When OBBBA was enacted, the farm bill was in its second extension, set to expire on September 30, 2025. OBBBA modified and extended the authorization of several commodity title programs and certain other programs through 2031. Programs not included in OBBBA remained subject to September 30, 2025 expiration. At the same time, and separate from the farm bill itself, appropriations that fund federal government operations and discretionary farm bill programs were also set to expire on September 30. Both things happened.

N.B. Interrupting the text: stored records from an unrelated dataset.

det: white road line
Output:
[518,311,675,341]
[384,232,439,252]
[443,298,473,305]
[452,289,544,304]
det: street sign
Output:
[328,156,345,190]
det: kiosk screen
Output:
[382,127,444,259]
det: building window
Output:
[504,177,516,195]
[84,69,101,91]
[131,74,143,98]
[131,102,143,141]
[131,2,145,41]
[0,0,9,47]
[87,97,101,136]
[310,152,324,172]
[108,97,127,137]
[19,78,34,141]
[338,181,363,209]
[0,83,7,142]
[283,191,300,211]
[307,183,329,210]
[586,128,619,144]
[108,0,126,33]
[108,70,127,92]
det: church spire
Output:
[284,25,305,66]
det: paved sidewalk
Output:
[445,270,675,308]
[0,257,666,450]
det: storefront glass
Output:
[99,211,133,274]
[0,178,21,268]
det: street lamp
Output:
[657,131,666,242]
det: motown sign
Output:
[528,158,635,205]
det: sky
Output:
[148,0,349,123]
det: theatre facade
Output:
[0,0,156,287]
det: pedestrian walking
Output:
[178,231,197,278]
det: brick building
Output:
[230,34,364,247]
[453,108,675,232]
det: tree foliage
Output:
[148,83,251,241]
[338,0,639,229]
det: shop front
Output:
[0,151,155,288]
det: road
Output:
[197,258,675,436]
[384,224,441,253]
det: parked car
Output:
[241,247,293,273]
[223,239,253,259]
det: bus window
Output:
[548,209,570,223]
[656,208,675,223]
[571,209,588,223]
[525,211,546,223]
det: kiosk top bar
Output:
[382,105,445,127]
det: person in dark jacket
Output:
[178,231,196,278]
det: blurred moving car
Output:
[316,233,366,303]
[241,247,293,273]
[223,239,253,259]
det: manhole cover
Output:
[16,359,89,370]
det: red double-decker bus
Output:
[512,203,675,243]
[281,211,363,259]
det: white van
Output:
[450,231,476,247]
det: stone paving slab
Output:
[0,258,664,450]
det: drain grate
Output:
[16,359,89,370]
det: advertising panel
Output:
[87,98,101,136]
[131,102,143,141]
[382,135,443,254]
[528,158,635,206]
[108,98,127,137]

The farm bill expired on September 30. Appropriations also lapsed, resulting in the federal government shutdown. In November, with another reconciliation bill, Congress funded USDA for FY 2026 to address the appropriations issue. That same law also extended the 2018 farm bill until September 30, 2026. See this article for more detail.
Farm Bill 2.0 Process
The release of H.R. 7567, the Farm, Food, and National Security Act of 2026, indicates that we may be getting closer to a 2026 farm bill. Several steps still need to be taken with varying degrees of legislative agreement to get a farm bill over the finish line, starting with House Agriculture Committee markup.
Committee markup is scheduled for Monday, February 23. House Agriculture Committee members will consider the bill, offer any amendments, and vote on whether to recommend it to the full House of Representatives. Committee markup will start at 1:00 PM ET, as shown on House Agriculture Committee calendar and can be viewed by livestream.
If the committee votes to release the bill, the House will still need to go through its process to consider, debate, and vote on the bill. A parallel process typically happens on the Senate side. A new farm bill draft has not yet been introduced in the Senate. At each step in the process, minor or major changes will be made, meaning that the text of a final farm bill may look very different from the text of H.R. 7567 as drafted.
What's in this Bill?
This 2026 draft farm bill released by House Agriculture Committee Chairman Glenn “GT” Thompson (H.R. 7567) is similar to the bill the House Agriculture Committee released two years ago - The Farm, Food, and National Security Act of 2024 (HR 8467) - and other than the year, carries the same name. New provisions have also been added in response to more recent events.
The 800+ page bill would impact all twelve farm bill titles. The House Ag Committee’s Title-by-Title Summary can be found on their website.
In addition to other things, the bill would -
- Suspend until 2031, permanent law provisions related to outdated price support formulas that could create an expensive and logistical dilemma for USDA if the outdated laws kicked in.
- Provide a framework to directly assist specialty crop producers for production disruption due to adverse events, and direct USDA to develop a methodology for support, taking into consideration that specialty crops command higher prices and have higher input costs than traditional commodity crops. Payments would be based on prior year sales.
- Authorize the use of state block grants as a mechanism for future disaster support.
- Classify the servicing of Market Assistance Loans and sugar loans as services for emergencies involving the safety of human life or protection of property, which could allow servicing to continue during a future government shutdown.
- Expand the use of storage facility loans to store propane that is primarily used for agricultural production.
- Extend authorization for the Conservation Reserve Program to 2031, maintaining existing acreage cap.
- Include precision agriculture practices and technology implementation projects as eligible for an increased 90% payment for the EQIP program, and also eligible for CSP.
- Increase borrowing limits for direct operating loans to $750,000 and direct farm ownership loans to $850,000.
- Increase guaranteed loan limits to $3,000,000 for operating loans and $3,500,000 for farm ownership loans.
- Create a pilot preapproval process for farm ownership loans.
- Allow certain distressed guaranteed loans to be refinanced as direct loans.
- Decrease the experience requirement for beginning farmers.
- Authorize a pilot program that would allow certain custom-exempt processing facilities to sell meat directly to consumers within the state.
- Restrict states from enacting production standards on livestock not raised in that state and restrict states from imposing as a condition of sale, standards that are different or in addition to the standards of the state where the livestock was raised.
- Require uniform national pesticide labeling.
The markup process will determine whether the bill (likely with amendments) will be advanced to the full House. Committee markup will start at 1:00 PM ET on Monday, February 23, as shown on House Agriculture Committee calendar and can be viewed by livestream.